What would happen if you didn’t count them?

In Texas, you get different figures, but the implications are somewhere in between 1.3 and 1.7 million people. That certainly is enough to change one of those figures in terms of number of representatives. Look at it from the standpoint of, whether I’m legal or illegal, I drive on your roads, I probably have people in school, I use services. And so an area that has me needs to get paid for me. But as an agency and an entity, the census job is not to differentiate but to count, and to count correctly, and in the right location. “Once, only once, and in the right place” is its model.

I think everybody has recognized that there are some factors that make this census difficult. One is that all the data we have from the past suggests censuses are easier in good economic times than in bad economic times. People are more willing to cooperate when everything’s going well than when you’re knocking at their door and they don’t know how they’re going to pay for their rent or their electricity bill. Then, somebody at your door wanting to count you is an irritant rather than something else.
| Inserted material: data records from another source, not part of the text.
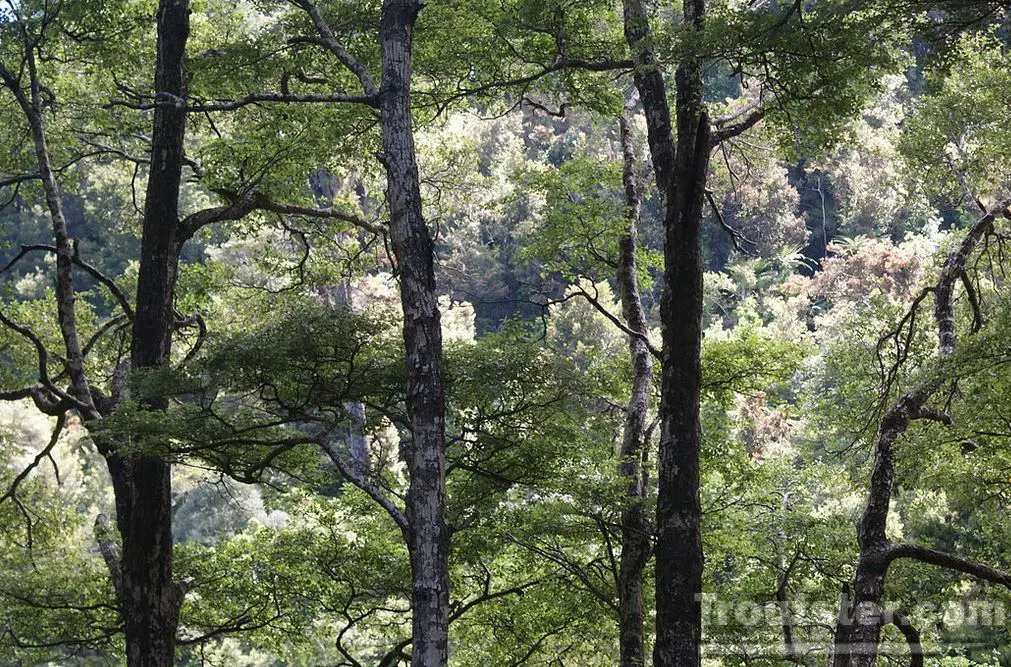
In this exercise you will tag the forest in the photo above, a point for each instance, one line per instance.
(557, 332)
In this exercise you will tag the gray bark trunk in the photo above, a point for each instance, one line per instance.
(858, 629)
(143, 482)
(428, 536)
(681, 168)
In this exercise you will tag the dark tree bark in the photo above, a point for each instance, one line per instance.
(149, 598)
(143, 481)
(428, 535)
(636, 530)
(858, 629)
(681, 169)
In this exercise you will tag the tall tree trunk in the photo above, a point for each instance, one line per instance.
(30, 103)
(681, 168)
(636, 532)
(858, 628)
(428, 536)
(143, 481)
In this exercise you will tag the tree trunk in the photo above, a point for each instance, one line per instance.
(636, 533)
(681, 169)
(142, 481)
(428, 535)
(858, 628)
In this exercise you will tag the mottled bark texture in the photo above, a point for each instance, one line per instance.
(142, 481)
(428, 535)
(858, 629)
(636, 530)
(680, 165)
(149, 598)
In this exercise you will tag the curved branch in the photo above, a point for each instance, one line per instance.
(951, 562)
(44, 454)
(92, 271)
(330, 40)
(243, 204)
(373, 491)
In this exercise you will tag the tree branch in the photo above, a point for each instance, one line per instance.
(243, 204)
(950, 562)
(117, 293)
(44, 454)
(364, 484)
(252, 98)
(105, 536)
(330, 40)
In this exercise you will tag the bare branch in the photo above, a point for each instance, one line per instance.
(739, 121)
(243, 204)
(373, 491)
(736, 237)
(594, 301)
(44, 454)
(252, 98)
(42, 355)
(110, 284)
(951, 562)
(330, 40)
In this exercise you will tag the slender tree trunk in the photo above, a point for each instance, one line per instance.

We do have lot of division in this county about immigration, particularly undocumented immigration. It’s interesting — that’s cutting a couple of different ways. One is that there’s a set of folks who say they speak for part of the undocumented community and say, “We’re not going to let ourselves be counted because then some of these people in Congress will see that they need to include us more and treat us better in terms of immigration reform or it will cost them money.” Hopefully that’s a small group. More organized groups, like NALEO [National Association of Latino Elected and Appointed Officials], are pushing for a complete count. So there’s an immigration issue. 

There’s also a housing issue. The census is actually a census of housing units, from which we get households, from which we get individuals. That’s really what the census does. But when you have households that have been foreclosed on, and people who have left them. You have people who are close to foreclosure and their desire to answer the door may not be as high as yours or mine is. There are a lot of factors that have nothing to do with the capabilities of the census that will make this census difficult. I hope that they do very well.

What happens to the homeless population?

The census actually works with shelter groups and soup kitchens and so forth. They will have one or more shelter nights where they go to shelters and count everyone who’s there. They won’t get a lot of characteristics, but they will get numbers. They’ve been working with soup kitchens and Salvation Army and all of the various things. What they don’t do, I think for obvious reasons, is send enumerators into abandoned buildings to find people and ask people if they want to be counted.

I think everybody knows that’s a very difficult population to deal with. It’s large in absolute terms. It’s not large in proportional terms. I think the Census Bureau does about everything you could expect an entity to do to do that. I can’t speak for the new director, but I think most people feel those are probably low counts, but I’m convinced that the census does the best that any entity could do to get that count.

How big a deal is this for politicians?

I’ll tell you one thing: People in Congress have different interests on different topics like education and defense, but they all have an interest in the census. Even if their state is gaining, the chances that their district won’t be the same as it was last time is there. Unless you have exactly the same number of reps that you had last census — even then you’ll redistrict. Who will do the redistricting in the state will have a lot to say about if you can get your seat back. So they are all — all — very interested about census issues and very concerned about how many people are in their district.